I used to use a desk lamp with a red party globe in it , its perfect for heat and night veiwing, due to the colour is does not affect your T. I dont use heat anymore, now th weather is warming up.

Thanks.


----------



## falcon69 (Oct 6, 2007)

JasonL said:


> Funnel webs (the only spider I've kept) need to be kept very cool.


..
That's because they're from the south. Aussie Ts, as mentioned above, are from the far north..as philk said

not all species are from the south... queeensland also has species..and its rather large..but yes funnelwebs need to be cool...
as for aussie taratulas..i live on the central coast as well.and ive taken mine of heat..as long as they arent in a cold eviroment..and depending what species it is..the humidty is imporatnt also..


----------



## Aussie Python Lover (Oct 6, 2007)

[email protected] it hardly ever gets cold good one philk im from darwin and yea i have found it cold so far since ive been here....


----------



## PhilK (Oct 6, 2007)

Well obviously if you're from Darwin, Qld is like the South Pole!

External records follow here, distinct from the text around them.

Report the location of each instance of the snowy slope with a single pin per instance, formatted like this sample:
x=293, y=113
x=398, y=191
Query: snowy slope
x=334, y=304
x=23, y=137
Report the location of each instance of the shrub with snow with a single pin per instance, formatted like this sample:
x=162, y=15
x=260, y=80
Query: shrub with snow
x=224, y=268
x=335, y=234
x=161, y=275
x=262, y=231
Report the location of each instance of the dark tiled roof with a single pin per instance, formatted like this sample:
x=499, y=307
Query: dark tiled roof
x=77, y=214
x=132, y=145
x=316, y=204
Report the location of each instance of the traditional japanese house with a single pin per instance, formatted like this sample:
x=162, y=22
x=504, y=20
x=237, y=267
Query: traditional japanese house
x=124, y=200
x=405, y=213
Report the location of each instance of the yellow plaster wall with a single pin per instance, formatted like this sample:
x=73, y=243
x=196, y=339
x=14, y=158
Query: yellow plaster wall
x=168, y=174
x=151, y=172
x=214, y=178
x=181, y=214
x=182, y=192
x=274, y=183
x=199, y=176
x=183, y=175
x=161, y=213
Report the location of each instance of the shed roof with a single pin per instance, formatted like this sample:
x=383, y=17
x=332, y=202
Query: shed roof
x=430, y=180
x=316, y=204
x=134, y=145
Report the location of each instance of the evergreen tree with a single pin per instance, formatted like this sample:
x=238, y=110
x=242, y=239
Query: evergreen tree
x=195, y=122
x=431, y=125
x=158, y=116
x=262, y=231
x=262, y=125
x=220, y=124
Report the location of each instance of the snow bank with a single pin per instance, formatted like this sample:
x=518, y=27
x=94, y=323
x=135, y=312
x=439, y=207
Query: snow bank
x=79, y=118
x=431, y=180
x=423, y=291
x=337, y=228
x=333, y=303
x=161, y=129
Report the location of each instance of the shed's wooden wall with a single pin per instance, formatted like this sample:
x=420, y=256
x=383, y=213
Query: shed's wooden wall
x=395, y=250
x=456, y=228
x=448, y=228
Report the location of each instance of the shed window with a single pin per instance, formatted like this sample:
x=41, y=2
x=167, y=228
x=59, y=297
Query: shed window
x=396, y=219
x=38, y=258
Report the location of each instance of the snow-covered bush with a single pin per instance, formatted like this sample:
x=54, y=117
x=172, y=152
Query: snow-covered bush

Hahaha


----------



## reptilegirl_jordan (Oct 6, 2007)

mmmk then i might just see


----------



## PhilK (Oct 6, 2007)

Maybe supplement it with heat only in winter when it gets cold cold


----------



## reptilegirl_jordan (Oct 6, 2007)

PhilK said:


> Maybe supplement it with heat only in winter when it gets cold cold


yeh might do that


----------



## hornet (Oct 6, 2007)

i sometimes heat during winter as they tend to go off the food a little and slings can go for a month or so without food.


----------